Область исследования:
Geotechnical Engineering and Engineering Geology
Keywords:
triaxial compression dilatancy microcrack acoustic emission fracture mechanism b-factor
Go to volume 277

Funding

The work was carried out within the framework of the State assignment FSRW-2024-0008.

Introduction

The advancement of fracture mechanics and the identification of open fracturing in rocks of varying lithological types and structures, based on laboratory methods for determining fracture system parameters that affect the productivity of oil and gas as well as geothermal reservoirs, is a relevant research direction with practical significance for enhancing the efficiency of well-based hydrocarbon production [1, 2]. Alongside the determination of the physical and mechanical properties of rocks, it is necessary to investigate the structural and textural features of rock masses and their influence on fluid saturation in well placement areas. To increase the efficiency of oil and gas wells in the hydrocarbon production, a comprehensive assessment of the properties of the formation is carried out, including the determination of natural fracturing of the formation, tectonic disturbances, and core studies are also carried out [3, 4]. It is noted in [5, 6] that the main indicators of reservoir fluid saturation are karst formation, zones of cracks and fault zones. The permeability of fractured reservoirs depends most on the orientation of the fracture systems and disturbances relative to the main stresses [7]. To clarify the reservoir properties of the deposit, the structure of the distribution of lithotypes by reservoir volume is analyzed [8].

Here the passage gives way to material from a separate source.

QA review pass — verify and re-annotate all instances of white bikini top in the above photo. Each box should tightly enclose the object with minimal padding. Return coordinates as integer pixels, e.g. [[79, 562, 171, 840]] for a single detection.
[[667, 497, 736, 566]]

During deep drilling [9, 10], it is necessary to take into account not only the effect of increasing the strength of rocks by increasing the all-round pressure, but also the orientation of the inhomogeneities with respect to the maximum main stress. It was shown in [11-13] that the heterogeneous structure of arock mass has a significant effect on its mechanical characteristics, in particular, on strength limit. Process modeling has established that during virtual compression, the maximum deviation of strength values from the average reaches 60 % when the angle of inclination of the system of inhomogeneities in the form of cracks changes relative to the horizontal plane from 0 to 75°.

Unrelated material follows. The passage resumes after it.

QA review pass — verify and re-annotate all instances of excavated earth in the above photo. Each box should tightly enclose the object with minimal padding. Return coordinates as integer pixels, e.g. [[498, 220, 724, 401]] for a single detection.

The experimental study of the physical and mechanical properties of rocks and their degree of fracturing is carried out using laboratory testing methods involving extensometers and servo-controlled testing machines [14-16]. To investigate the influence of the heterogeneous rock structure on strength characteristics, numerical modeling methods based on discrete grain-based elements (GBM) are being developed [17, 18]. Among laboratory methods, the acoustic emission (AE) technique [19-21] is gaining increasing relevance, used for real-time study of the formation and evolution of defect structures, as well as the influence of heterogeneities on strain localization under mechanical loading.

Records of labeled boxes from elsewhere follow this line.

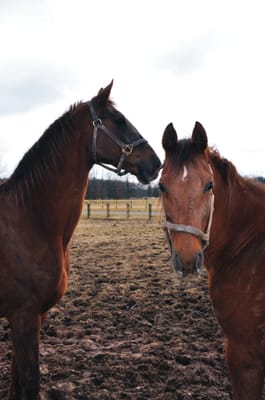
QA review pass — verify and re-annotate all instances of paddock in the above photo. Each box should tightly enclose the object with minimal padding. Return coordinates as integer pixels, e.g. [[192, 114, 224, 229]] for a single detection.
[[0, 218, 231, 400]]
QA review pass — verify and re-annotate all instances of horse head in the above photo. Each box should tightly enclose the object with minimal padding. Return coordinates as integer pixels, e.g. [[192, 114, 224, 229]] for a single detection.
[[159, 122, 214, 276], [88, 81, 161, 184]]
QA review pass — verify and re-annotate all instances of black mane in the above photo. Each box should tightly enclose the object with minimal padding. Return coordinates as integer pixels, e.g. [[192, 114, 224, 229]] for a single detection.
[[0, 103, 81, 196]]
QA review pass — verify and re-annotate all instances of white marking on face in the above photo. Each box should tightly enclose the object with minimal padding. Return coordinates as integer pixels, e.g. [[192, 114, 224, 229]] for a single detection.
[[182, 165, 188, 181]]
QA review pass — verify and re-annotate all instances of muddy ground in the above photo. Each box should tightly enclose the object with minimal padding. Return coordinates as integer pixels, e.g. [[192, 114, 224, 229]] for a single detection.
[[0, 221, 231, 400]]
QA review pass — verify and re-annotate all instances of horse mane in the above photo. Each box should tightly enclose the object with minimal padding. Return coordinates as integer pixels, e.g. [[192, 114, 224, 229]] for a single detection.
[[0, 102, 82, 198], [208, 148, 265, 192]]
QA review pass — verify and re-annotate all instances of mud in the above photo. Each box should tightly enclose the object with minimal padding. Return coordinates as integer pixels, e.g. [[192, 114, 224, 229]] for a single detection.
[[0, 221, 231, 400]]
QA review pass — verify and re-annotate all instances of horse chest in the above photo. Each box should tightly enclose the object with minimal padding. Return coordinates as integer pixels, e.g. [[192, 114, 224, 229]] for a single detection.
[[209, 269, 265, 340]]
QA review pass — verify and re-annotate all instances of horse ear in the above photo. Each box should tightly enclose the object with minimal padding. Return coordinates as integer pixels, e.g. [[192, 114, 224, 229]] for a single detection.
[[97, 79, 113, 104], [191, 121, 208, 153], [162, 123, 178, 151]]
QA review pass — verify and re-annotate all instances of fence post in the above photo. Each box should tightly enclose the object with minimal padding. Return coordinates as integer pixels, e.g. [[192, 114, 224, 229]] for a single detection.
[[87, 203, 90, 219], [148, 203, 152, 221], [106, 203, 110, 219]]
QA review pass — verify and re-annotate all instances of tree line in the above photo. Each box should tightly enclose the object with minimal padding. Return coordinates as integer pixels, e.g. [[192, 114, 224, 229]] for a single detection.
[[86, 177, 158, 200]]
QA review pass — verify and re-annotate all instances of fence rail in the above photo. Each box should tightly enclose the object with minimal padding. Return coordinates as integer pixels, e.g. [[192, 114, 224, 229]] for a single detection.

The fracture of solids is accompanied by the formation of an acoustic field caused by the emission of elastic waves during crack formation [22-24]. The informational content of the acoustic field in studying the fracture process implies the existence of unambiguous relationships between the characteristics of the radiation source (a propagating crack), the properties of the object under study (rock), and the parameters of the AE [25-27]. Since acoustic emission arises from the rupture of bonds at the crack tip, accompanied by the instantaneous release of strain potential energy when the local material strength limit is exceeded, the radiated energy depends on the crack size and the magnitude of local stress [28]. From the onset of crack initiation to the formation of a macroscopic fracture, the scale of the process varies from the destruction of mineral grains in the rock to the coalescence of microcracks into a main rupture. The formation of a microcrack zone during brittle fracture triggers the dilatancy process [29-31].

Research methods

The study of rock sample behavior under a triaxial stress state was conducted using an MTS 815 servo-hydraulic testing system integrated with a Milne DAQ acoustic emission system (Itasca International Company, UK). The technical specifications of the MTS 815 system allow for the application of a confining pressure of up to 80 MPa and an axial load on the sample of up to 4600 kN. The MTS 815 system comprises a load frame, a triaxial compression chamber, confining and pore pressure intensifiers, controllers, and a software package for automatic loading control, as well as for data acquisition and processing from the load cell and deformation sensors. The samples were tested under a confining pressure of 40 MPa.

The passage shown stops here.